[Image]
Oleh Muhammad Natsir Tahar
Bila diumpamakan Kepulauan Riau
ini adalah telaga, maka luas daratan yang dihuni manusia hanyalah beberapa
helai daun teratai. Empat persen dari 96 persen itu pun tidak penuh, sangat
banyak pulau kosong dan belantara hutan. Meski dikepung laut biru, mata kita
senantiasa menghala ke darat, kepada hijaunya dedaunan atau asap – asap pabrik.
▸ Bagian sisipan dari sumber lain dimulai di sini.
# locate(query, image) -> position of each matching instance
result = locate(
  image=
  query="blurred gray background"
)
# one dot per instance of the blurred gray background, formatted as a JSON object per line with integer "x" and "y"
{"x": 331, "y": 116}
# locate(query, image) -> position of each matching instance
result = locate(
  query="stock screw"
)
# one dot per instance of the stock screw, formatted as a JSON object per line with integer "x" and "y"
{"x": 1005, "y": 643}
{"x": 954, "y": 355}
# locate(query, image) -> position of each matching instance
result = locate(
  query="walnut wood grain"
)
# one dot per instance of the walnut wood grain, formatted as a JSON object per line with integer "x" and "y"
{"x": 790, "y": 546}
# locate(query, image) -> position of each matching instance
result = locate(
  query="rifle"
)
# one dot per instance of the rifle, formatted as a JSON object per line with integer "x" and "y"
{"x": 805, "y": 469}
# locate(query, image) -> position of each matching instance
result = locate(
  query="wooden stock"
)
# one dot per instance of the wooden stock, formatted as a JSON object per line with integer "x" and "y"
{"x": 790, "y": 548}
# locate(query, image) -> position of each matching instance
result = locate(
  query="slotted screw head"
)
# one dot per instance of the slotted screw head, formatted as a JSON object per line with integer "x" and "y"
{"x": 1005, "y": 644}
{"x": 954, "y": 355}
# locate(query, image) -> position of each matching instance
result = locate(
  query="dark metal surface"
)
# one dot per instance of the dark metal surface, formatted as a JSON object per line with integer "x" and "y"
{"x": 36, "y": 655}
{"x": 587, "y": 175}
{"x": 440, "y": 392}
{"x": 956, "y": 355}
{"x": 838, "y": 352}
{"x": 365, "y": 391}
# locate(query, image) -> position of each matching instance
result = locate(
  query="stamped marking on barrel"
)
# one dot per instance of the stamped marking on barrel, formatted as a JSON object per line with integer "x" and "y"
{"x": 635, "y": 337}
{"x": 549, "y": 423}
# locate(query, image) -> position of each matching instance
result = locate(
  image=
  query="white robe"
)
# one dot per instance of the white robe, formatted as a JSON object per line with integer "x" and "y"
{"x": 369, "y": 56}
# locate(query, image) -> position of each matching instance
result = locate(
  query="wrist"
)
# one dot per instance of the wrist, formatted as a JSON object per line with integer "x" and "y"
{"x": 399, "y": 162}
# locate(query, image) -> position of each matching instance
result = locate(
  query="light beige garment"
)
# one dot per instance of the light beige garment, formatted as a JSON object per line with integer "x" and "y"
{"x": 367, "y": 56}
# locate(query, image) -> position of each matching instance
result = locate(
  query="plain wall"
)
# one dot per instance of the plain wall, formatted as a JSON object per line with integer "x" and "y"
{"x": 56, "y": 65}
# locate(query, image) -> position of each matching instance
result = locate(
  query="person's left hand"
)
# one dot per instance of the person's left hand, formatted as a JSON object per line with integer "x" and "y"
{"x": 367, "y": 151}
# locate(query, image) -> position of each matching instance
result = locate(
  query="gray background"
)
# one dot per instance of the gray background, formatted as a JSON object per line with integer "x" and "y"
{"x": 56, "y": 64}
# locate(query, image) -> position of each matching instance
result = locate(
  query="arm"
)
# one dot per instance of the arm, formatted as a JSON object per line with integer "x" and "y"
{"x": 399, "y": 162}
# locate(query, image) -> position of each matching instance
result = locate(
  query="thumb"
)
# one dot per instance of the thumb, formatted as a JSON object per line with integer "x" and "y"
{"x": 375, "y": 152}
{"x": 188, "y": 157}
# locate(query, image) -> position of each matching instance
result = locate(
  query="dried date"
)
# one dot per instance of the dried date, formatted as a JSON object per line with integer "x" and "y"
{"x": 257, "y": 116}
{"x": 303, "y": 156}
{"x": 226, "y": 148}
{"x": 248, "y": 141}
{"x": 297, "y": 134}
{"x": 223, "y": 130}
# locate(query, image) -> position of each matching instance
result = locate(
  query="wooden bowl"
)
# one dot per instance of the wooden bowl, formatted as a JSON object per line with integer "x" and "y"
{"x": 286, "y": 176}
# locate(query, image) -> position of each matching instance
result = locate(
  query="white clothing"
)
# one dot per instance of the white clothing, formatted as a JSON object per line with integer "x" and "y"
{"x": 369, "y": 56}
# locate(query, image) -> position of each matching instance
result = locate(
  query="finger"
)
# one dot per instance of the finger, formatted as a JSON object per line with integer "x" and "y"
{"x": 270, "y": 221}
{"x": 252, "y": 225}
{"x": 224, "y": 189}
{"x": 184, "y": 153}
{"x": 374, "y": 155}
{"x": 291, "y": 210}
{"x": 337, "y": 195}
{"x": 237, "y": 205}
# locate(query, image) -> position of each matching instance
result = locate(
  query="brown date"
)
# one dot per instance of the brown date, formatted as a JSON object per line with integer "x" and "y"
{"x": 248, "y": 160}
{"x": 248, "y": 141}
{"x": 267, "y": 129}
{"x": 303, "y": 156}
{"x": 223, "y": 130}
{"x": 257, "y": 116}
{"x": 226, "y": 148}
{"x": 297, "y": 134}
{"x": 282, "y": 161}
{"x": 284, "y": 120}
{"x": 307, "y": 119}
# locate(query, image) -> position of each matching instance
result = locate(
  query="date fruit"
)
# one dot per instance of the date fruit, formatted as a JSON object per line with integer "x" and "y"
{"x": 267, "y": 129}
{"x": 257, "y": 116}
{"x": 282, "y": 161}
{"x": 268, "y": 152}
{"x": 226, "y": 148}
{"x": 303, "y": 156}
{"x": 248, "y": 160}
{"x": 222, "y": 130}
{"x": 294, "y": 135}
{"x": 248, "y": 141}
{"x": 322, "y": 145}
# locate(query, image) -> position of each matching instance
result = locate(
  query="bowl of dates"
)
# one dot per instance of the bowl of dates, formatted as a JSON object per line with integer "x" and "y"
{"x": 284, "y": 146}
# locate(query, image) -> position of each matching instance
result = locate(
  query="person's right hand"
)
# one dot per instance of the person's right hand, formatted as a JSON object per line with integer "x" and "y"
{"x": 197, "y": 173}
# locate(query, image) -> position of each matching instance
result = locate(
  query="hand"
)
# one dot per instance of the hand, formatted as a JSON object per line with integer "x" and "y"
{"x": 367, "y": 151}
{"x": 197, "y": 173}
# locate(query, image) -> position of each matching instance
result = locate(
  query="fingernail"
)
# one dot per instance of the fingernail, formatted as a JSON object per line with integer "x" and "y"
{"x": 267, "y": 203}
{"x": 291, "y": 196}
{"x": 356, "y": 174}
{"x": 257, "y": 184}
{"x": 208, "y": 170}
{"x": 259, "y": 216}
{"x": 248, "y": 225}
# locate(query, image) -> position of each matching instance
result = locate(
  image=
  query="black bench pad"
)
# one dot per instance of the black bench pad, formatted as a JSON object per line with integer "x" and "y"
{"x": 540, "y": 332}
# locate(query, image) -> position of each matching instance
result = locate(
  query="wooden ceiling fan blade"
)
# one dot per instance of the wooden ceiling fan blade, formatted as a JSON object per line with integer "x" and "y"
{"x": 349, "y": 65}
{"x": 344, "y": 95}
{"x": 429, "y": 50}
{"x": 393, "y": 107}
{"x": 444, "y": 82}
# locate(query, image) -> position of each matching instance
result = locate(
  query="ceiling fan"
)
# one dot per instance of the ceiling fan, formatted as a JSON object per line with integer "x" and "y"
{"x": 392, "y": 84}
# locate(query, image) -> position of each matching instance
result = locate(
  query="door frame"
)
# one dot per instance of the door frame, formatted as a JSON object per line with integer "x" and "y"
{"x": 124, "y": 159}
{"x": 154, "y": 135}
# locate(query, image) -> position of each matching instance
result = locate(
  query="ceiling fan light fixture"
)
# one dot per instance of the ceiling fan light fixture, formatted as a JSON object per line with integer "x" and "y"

Sekian lama sudah kita memunggungi nikmat lebih besar yang Tuhan wariskan
kepada bumi.
Rokhmin Dahuri dalam Teologi
Negara Maritim menyebut, bangsa Indonesia - mestinya - memiliki landasan
keyakinan (teologi) yang kukuh untuk menjadi bangsa maritim yang maju, kuat,
dan makmur sebagaimana diisyaratkan dalam firman Tuhan. Jumlah kata tentang
laut dalam Alquran dibunyikan sebanyak 32 kali, sedangkan daratan hanya 13
kali.
Ternyata 32 dibagi 45 itu sama dengan 71%, sedangkan 13 dibagi 45 sama
dengan 29%. Persis sama dengan fakta bahwa luas laut dunia memang sekitar 71%
dan luas daratan hanya 29% dari seluruh permukaan bumi. Sudah saatnya raksasa tidur itu
dibangunkan. Laut Kepri harus menjadi sentra pertumbuhan ekonomi baru, yang
berfungsi sebagai sabuk kesejahteraan sekaligus sebagai sabuk kedaulatan.
Dalam ruang terbatas ini
saya ingin memadatkan problem kelautan Kepri dalam analisis SWOT (Strenght, Weaknesses, Opportunities dan
Threats). Strenght (kekuatan): Di
wilayah pesisir dan laut Kepri terkandung kekayaan alam yang sangat besar dan
beragam, baik berupa SDA terbarukan seperti perikanan, terumbu karang, hutan mangrove, rumput laut, dan produk-produk
bioteknologi, juga terdapat SDA tak terbarukan di antaranya minyak dan gas
bumi, timah, bijih besi, bauksit, dan mineral lainnya.
Juga terdapat energi
kelautan seperti pasang-surut, gelombang, angin, dan ocean thermal energy conversion (OTEC) maupun jasa-jasa lingkungan
kelautan untuk pariwisata bahari, transportasi laut, dan sumber keragaman
hayati serta plasma nutfah.
Weaknesses
(kelemahan):
Kepri
memiliki sejarah bahari yang epik, tentang pertempuran bala tentara hebat,
pintu – pintu niaga dan Lingua Franca yang
bertiup bersama angin laut. Sampai bangsa ini melihat laut sebagai tidak
penting untuk tidak mengatakannya laksana wadah raksasa pembuangan limbah dan
sampah. Kita melupakan jati diri sebagai bangsa serba bahari, wajah kita
dipalingkan untuk mencukupi perburuan rempah – rempah hingga tanam paksa.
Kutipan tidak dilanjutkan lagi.